Ai Lin, por su conversación anterior, sabía que si el veneno era curado, Lin Bai y el muchacho definitivamente volverían a comprar la espada oxidada.
La espada valía mil piedras espirituales.
Venderla le ganaría una considerable comisión, pensamiento que emocionaba a Ai Lin.
Ai Lin se preguntaba, esta espada oxidada fue vendida por un bandido hace unos días, y el maestro tasador del Pabellón del Tesoro la compró por 500 piedras espirituales.

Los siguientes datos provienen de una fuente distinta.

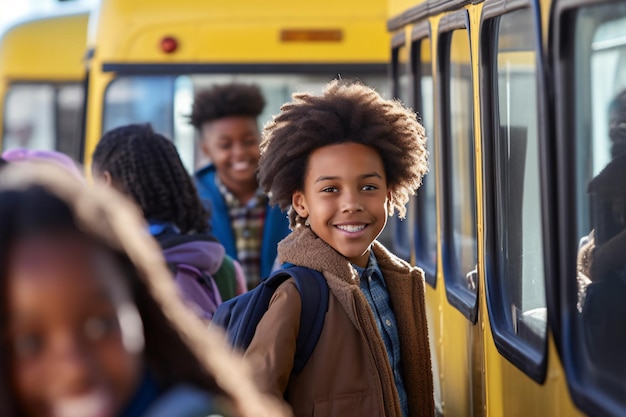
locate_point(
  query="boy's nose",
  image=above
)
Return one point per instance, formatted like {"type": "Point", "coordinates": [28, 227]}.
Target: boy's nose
{"type": "Point", "coordinates": [352, 203]}
{"type": "Point", "coordinates": [73, 366]}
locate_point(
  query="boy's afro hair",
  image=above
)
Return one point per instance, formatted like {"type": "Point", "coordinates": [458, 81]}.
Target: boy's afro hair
{"type": "Point", "coordinates": [345, 112]}
{"type": "Point", "coordinates": [226, 100]}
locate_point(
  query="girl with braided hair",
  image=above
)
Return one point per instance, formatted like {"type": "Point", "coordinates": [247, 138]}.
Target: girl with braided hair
{"type": "Point", "coordinates": [146, 166]}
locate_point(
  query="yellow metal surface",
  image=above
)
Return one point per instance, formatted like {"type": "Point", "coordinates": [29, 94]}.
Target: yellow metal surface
{"type": "Point", "coordinates": [48, 49]}
{"type": "Point", "coordinates": [474, 378]}
{"type": "Point", "coordinates": [241, 32]}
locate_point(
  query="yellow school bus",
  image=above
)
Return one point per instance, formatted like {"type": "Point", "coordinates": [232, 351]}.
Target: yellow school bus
{"type": "Point", "coordinates": [520, 224]}
{"type": "Point", "coordinates": [41, 83]}
{"type": "Point", "coordinates": [149, 57]}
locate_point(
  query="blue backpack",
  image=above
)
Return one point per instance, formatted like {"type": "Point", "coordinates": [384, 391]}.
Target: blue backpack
{"type": "Point", "coordinates": [240, 316]}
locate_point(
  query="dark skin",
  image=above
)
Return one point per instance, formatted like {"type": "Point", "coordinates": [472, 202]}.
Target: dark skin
{"type": "Point", "coordinates": [232, 144]}
{"type": "Point", "coordinates": [68, 353]}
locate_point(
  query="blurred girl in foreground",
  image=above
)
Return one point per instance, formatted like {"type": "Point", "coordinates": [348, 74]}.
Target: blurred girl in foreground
{"type": "Point", "coordinates": [90, 321]}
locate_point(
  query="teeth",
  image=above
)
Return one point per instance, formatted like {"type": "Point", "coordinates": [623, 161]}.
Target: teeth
{"type": "Point", "coordinates": [95, 403]}
{"type": "Point", "coordinates": [240, 166]}
{"type": "Point", "coordinates": [351, 228]}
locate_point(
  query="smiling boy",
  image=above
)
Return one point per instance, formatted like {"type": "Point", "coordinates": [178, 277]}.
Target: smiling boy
{"type": "Point", "coordinates": [242, 220]}
{"type": "Point", "coordinates": [343, 161]}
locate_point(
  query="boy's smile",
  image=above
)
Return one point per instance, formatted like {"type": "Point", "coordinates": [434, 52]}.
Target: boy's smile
{"type": "Point", "coordinates": [232, 144]}
{"type": "Point", "coordinates": [345, 198]}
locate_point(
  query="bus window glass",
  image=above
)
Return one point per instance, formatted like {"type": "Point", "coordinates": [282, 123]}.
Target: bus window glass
{"type": "Point", "coordinates": [29, 117]}
{"type": "Point", "coordinates": [398, 235]}
{"type": "Point", "coordinates": [518, 190]}
{"type": "Point", "coordinates": [426, 222]}
{"type": "Point", "coordinates": [165, 101]}
{"type": "Point", "coordinates": [140, 99]}
{"type": "Point", "coordinates": [70, 99]}
{"type": "Point", "coordinates": [461, 258]}
{"type": "Point", "coordinates": [600, 178]}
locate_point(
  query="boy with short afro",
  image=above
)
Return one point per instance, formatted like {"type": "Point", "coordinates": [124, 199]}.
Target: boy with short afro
{"type": "Point", "coordinates": [343, 161]}
{"type": "Point", "coordinates": [243, 221]}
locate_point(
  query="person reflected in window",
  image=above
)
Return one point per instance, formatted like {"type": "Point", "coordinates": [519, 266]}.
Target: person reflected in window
{"type": "Point", "coordinates": [602, 254]}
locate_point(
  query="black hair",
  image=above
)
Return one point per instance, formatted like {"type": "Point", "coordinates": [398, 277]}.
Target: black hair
{"type": "Point", "coordinates": [346, 112]}
{"type": "Point", "coordinates": [36, 212]}
{"type": "Point", "coordinates": [226, 100]}
{"type": "Point", "coordinates": [148, 168]}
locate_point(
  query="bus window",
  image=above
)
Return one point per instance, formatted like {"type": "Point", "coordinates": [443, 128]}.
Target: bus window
{"type": "Point", "coordinates": [400, 229]}
{"type": "Point", "coordinates": [140, 99]}
{"type": "Point", "coordinates": [425, 224]}
{"type": "Point", "coordinates": [599, 125]}
{"type": "Point", "coordinates": [29, 117]}
{"type": "Point", "coordinates": [69, 108]}
{"type": "Point", "coordinates": [518, 279]}
{"type": "Point", "coordinates": [459, 240]}
{"type": "Point", "coordinates": [165, 101]}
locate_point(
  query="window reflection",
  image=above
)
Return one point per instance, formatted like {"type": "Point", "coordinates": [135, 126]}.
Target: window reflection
{"type": "Point", "coordinates": [165, 101]}
{"type": "Point", "coordinates": [518, 189]}
{"type": "Point", "coordinates": [427, 227]}
{"type": "Point", "coordinates": [460, 145]}
{"type": "Point", "coordinates": [44, 116]}
{"type": "Point", "coordinates": [601, 184]}
{"type": "Point", "coordinates": [29, 117]}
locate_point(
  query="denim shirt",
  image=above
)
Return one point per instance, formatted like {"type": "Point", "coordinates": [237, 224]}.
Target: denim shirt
{"type": "Point", "coordinates": [375, 290]}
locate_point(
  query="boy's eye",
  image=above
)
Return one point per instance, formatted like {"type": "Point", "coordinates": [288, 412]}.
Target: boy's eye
{"type": "Point", "coordinates": [97, 328]}
{"type": "Point", "coordinates": [28, 345]}
{"type": "Point", "coordinates": [251, 141]}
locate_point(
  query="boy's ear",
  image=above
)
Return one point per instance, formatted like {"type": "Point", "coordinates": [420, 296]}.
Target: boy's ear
{"type": "Point", "coordinates": [107, 178]}
{"type": "Point", "coordinates": [298, 202]}
{"type": "Point", "coordinates": [204, 134]}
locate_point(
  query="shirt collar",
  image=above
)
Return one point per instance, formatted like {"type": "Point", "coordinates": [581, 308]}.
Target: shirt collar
{"type": "Point", "coordinates": [372, 268]}
{"type": "Point", "coordinates": [231, 201]}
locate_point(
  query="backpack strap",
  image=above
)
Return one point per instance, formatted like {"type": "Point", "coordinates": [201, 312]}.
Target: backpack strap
{"type": "Point", "coordinates": [225, 279]}
{"type": "Point", "coordinates": [314, 294]}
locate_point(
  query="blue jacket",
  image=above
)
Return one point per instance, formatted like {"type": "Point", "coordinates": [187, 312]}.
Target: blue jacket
{"type": "Point", "coordinates": [275, 227]}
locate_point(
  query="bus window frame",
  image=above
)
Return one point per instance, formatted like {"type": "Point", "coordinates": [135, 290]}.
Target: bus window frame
{"type": "Point", "coordinates": [590, 389]}
{"type": "Point", "coordinates": [465, 301]}
{"type": "Point", "coordinates": [528, 359]}
{"type": "Point", "coordinates": [422, 32]}
{"type": "Point", "coordinates": [401, 228]}
{"type": "Point", "coordinates": [56, 87]}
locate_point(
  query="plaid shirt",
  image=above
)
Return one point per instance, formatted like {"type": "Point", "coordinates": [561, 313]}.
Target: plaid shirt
{"type": "Point", "coordinates": [247, 223]}
{"type": "Point", "coordinates": [375, 290]}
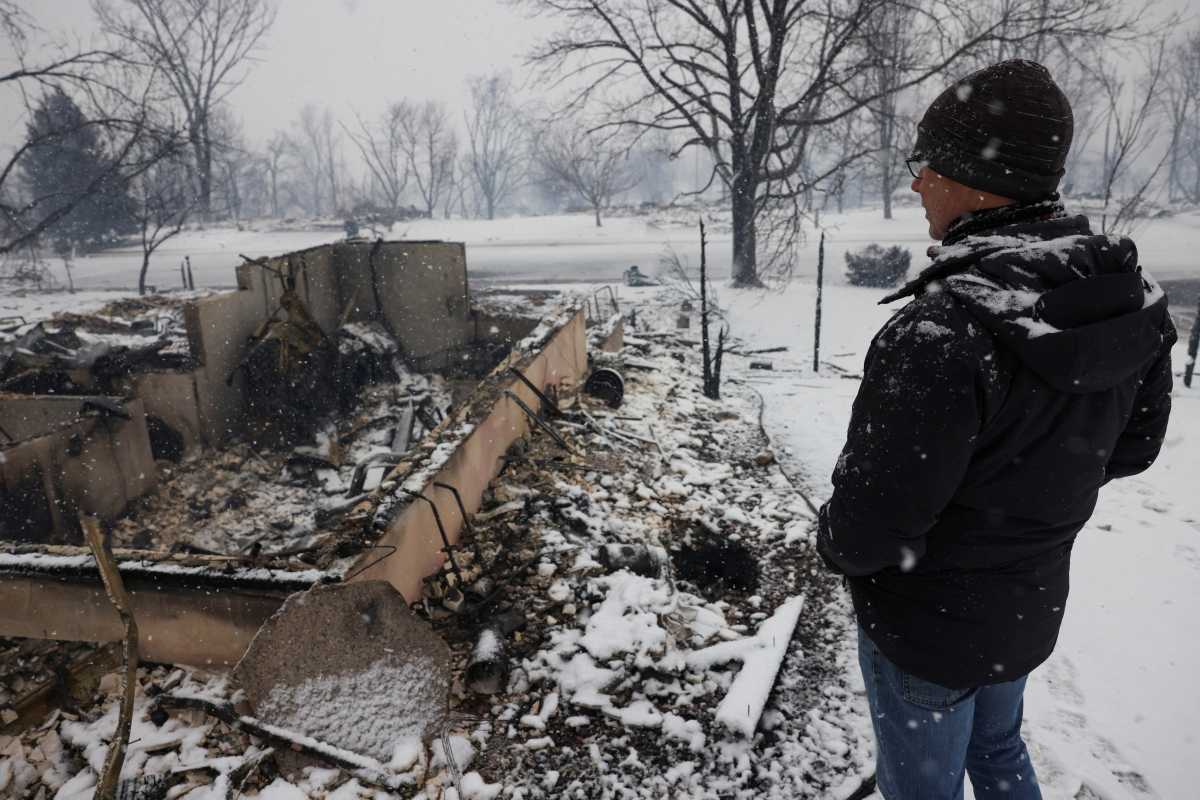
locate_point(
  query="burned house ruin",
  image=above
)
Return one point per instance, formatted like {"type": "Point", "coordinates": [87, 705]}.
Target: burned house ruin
{"type": "Point", "coordinates": [335, 419]}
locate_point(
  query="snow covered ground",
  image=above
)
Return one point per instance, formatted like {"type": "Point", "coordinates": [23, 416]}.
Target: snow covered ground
{"type": "Point", "coordinates": [1115, 708]}
{"type": "Point", "coordinates": [570, 247]}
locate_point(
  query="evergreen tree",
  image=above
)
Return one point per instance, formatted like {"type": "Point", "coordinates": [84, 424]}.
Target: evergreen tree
{"type": "Point", "coordinates": [65, 154]}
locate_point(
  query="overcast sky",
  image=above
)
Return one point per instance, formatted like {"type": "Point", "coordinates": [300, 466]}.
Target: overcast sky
{"type": "Point", "coordinates": [353, 54]}
{"type": "Point", "coordinates": [346, 54]}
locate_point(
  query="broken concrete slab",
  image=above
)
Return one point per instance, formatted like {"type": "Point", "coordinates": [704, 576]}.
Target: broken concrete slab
{"type": "Point", "coordinates": [349, 665]}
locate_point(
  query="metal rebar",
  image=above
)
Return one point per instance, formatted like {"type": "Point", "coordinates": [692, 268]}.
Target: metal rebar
{"type": "Point", "coordinates": [541, 423]}
{"type": "Point", "coordinates": [551, 405]}
{"type": "Point", "coordinates": [447, 547]}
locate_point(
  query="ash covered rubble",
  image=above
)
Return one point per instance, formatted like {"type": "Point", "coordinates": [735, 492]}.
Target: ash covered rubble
{"type": "Point", "coordinates": [628, 573]}
{"type": "Point", "coordinates": [655, 588]}
{"type": "Point", "coordinates": [76, 353]}
{"type": "Point", "coordinates": [318, 450]}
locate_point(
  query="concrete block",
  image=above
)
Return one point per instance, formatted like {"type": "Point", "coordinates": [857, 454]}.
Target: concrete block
{"type": "Point", "coordinates": [349, 665]}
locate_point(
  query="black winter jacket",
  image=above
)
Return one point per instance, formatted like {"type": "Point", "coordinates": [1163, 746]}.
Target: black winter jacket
{"type": "Point", "coordinates": [1032, 367]}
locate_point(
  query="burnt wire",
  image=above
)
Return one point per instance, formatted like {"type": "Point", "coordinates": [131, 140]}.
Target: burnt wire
{"type": "Point", "coordinates": [391, 552]}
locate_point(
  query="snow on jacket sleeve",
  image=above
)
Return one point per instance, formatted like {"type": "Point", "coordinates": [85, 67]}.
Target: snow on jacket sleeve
{"type": "Point", "coordinates": [1138, 445]}
{"type": "Point", "coordinates": [911, 437]}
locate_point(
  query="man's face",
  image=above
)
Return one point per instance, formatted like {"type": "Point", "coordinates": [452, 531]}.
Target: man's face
{"type": "Point", "coordinates": [946, 199]}
{"type": "Point", "coordinates": [940, 198]}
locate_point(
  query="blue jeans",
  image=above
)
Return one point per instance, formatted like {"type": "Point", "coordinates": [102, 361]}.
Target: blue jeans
{"type": "Point", "coordinates": [928, 735]}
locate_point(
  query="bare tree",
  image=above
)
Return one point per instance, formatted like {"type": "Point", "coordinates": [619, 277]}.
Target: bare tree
{"type": "Point", "coordinates": [750, 82]}
{"type": "Point", "coordinates": [118, 104]}
{"type": "Point", "coordinates": [1182, 98]}
{"type": "Point", "coordinates": [496, 142]}
{"type": "Point", "coordinates": [382, 146]}
{"type": "Point", "coordinates": [1131, 109]}
{"type": "Point", "coordinates": [163, 199]}
{"type": "Point", "coordinates": [431, 146]}
{"type": "Point", "coordinates": [201, 48]}
{"type": "Point", "coordinates": [592, 167]}
{"type": "Point", "coordinates": [315, 148]}
{"type": "Point", "coordinates": [274, 162]}
{"type": "Point", "coordinates": [891, 43]}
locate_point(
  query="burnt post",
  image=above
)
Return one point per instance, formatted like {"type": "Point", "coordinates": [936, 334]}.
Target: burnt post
{"type": "Point", "coordinates": [816, 335]}
{"type": "Point", "coordinates": [1193, 346]}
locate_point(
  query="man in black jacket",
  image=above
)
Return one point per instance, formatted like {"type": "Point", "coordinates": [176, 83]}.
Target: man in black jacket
{"type": "Point", "coordinates": [1031, 367]}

Por más que Ai Lin intentaba, no podía entender qué tenía de bueno esta espada.
—Me llevaré esta espada.
No regatearé el precio, ¿están bien mil piedras espirituales?
—dijo Lin Bai con una sonrisa a Ai Lin.
Ai Lin estaba encantada y dijo:
—De acuerdo, por mil piedras espirituales, el Pabellón del Tesoro estaría dispuesto a hacer amistad con ustedes dos.
Justo en ese momento.
—Vaya, vaya, ¿no es este el Joven Maestro Lin Bai de la Familia Lin?
Escuché que despertaste un Alma Marcial de Primer Grado Nivel Amarillo y estabas tan avergonzado que saltaste de un acantilado para suicidarte.
En ese momento, un hombre con un porte excepcional se acercó desde detrás de Lin Bai.
Lin Bai se dio la vuelta y reconoció al hombre.
El hijo mayor de la Familia Ye, Ye Rulong.
A menudo se había peleado con Lin Bai, quien rara vez se molestaba en interactuar con él.
Lin Bai simplemente le dijo a Ai Lin:
—Te daré mil piedras espirituales, por favor dame la espada.
—De acuerdo —Ai Lin sonrió.
—¿Qué espada?
Esta espada, me la llevaré yo.
Justo cuando Ai Lin había bajado la espada oxidada, Ye Rulong abrió la boca y se rió.
Al escuchar que había competencia, Ai Lin pensó que podría pedir un precio más alto y dijo con una risa:
—Hijo de Ye, esta espada cuesta mil piedras espirituales.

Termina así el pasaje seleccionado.